Donald Geman, a professor of applied mathematics and statistics, works at the foundation of widely used methods in machine vision, machine learning, and transcription-based cancer phenotyping. He is a member of Johns Hopkins’ Center for Imaging Science and its Institute for Computational Medicine. He also is a visiting professor with École Normale Supérieure de Cachan and INRIA in France.

Geman is recognized for his work in stochastic processes, image analysis, machine learning, and computational medicine. He is best known for his work on occupation densities for random functions, Markov random fields for image processing, and for introducing the Gibbs Sampler algorithm for Bayesian computation and randomized decision trees for classification.

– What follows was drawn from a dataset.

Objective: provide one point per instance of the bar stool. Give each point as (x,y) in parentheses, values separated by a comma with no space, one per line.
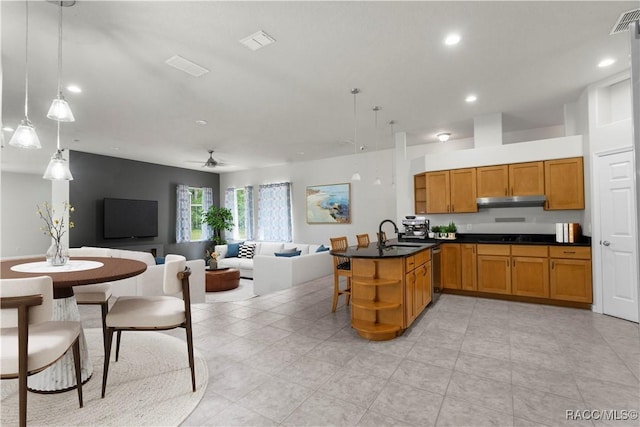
(341,267)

He has made seminal contributions across multiple fields in applied mathematical sciences. His idea of randomized query selection (aka “random forests”) has become one of the most widely used classification methods in computational vision and biology, and the computational basis of Microsoft’s Kinect vision system. Geman also pioneered a “twenty questions” approach to pattern recognition that is the basis for diverse systems like road tracking and face detection. He proposed a highly novel method for predicting cancer phenotypes, including diagnosis, prognosis, and prediction of treatment response, from messenger RNA (mRNA) concentrations.

In work published in the Proceedings of the National Academy of Sciences in 2018, Geman and colleagues described a method to simplify complex biomolecular data about tumors, in principle making it easier to prescribe appropriate treatments for specific patients. The computational strategy transforms highly complex information into a simplified format that emphasizes patient-to-patient variation in the molecular signatures of cancer cells. Geman’s team found a way to greatly simplify the data on tens of thousands of molecular states by converting these data to binary labels, indicating whether a measurement falls within or beyond healthy levels.

His current projects in computational biology are driven by the objective of tailoring cancer treatment to an individual molecular profile by extracting information from gigantic amounts of data about normal functioning and abnormal perturbations in biological networks. These data are accumulated by new sequencing technologies and enable his group to learn algorithms to predict disease phenotypes, progression, and treatment response for individuals.

He is a member of the National Academy of Sciences and a Fellow of the Society for Industrial and Applied Mathematics (SIAM) and the Institute of Mathematical Statistics (IMS).

Geman earned a BA in English literature from Northern Illinois University in 1965 and a PhD in mathematics from Northwestern University in 1970. He worked for the University of Massachusetts’ Department of Mathematics and Statistics from 1970 to 2001, before joining the faculty of the Whiting School of Engineering.